Jesse McDonald

Personal information
- Nationality: Australian
- Born: August 1988 (age 36) Brisbane, Queensland

Sport
- Country: Australia
- Sport: Archery
- Event: Men's recurve

= Jesse McDonald (archer) =

Australian archer

Jesse McDonald (born August 1988) is an Australian archer, who was named to the 2012 Australian archery shadow Olympic squad.

==Personal==
McDonald was born in August 1988 in Brisbane, Queensland. He does carpentry. In 2003, he won the inaugural North-West News YoungStar sports award.

==Archery==
McDonald is an Australian archer who has trained at the Australian Institute of Sport since 2003 after beating 36 other aspiring archers to earn a scholarship. One of his archery related goals is to win an Olympic medal. In national competitions, he has represented the Australian Capital Territory and South Queensland Archery Society (SQAS).

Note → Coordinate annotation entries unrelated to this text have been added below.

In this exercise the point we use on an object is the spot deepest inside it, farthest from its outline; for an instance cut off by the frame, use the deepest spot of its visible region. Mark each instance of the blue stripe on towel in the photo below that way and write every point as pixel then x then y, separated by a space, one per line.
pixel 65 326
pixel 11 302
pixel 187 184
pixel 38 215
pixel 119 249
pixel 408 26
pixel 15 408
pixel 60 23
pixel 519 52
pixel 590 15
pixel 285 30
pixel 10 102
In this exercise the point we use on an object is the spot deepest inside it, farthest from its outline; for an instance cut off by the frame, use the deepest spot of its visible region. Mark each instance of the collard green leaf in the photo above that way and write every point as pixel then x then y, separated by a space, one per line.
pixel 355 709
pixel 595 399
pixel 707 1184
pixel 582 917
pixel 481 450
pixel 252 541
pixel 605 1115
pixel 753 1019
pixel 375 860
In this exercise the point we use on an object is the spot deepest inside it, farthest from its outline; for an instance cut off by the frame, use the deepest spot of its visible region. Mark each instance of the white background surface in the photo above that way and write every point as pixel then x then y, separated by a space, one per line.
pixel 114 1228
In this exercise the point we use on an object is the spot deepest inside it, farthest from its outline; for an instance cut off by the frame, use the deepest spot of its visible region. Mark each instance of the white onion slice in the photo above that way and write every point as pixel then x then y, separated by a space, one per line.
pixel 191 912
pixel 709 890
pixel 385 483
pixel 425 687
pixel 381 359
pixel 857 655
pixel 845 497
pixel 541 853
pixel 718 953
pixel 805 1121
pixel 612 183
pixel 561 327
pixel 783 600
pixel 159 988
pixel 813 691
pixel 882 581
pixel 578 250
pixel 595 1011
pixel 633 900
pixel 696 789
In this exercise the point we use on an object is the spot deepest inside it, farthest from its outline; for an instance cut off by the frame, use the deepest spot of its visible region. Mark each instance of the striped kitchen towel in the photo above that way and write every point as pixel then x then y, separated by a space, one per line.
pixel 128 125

In 2003, he trained for the 2004 Junior World Championships in England. In 2004, he was a member of Mount Petrie Archery in the Belmont area. He participated in the 2004 Australian National Junior Championships. At the 2006 Junior National Championships shooting for SQAS, McDonald finished first in the Junior Boys Recurve Freestyle event with a score of 2384. In match play, he started off ranked eighth. He competed in the Italian Grand Prix. In 2010, he finished third at the Australian archery championships with a total of 2528 points. In May 2011, he was ranked seventh nationally in the men's recurve. In September 2011, he was named to the Australian archery shadow Olympic squad, from which the selectors choose the Olympic team. At the September 2011 Australian Olympic Test event, he was ranked sixth with a score of 1311. He attended national team training camps in Canberra in September 2011 and March 2012. He was dropped from the shadow squad after the 2012 National Championships.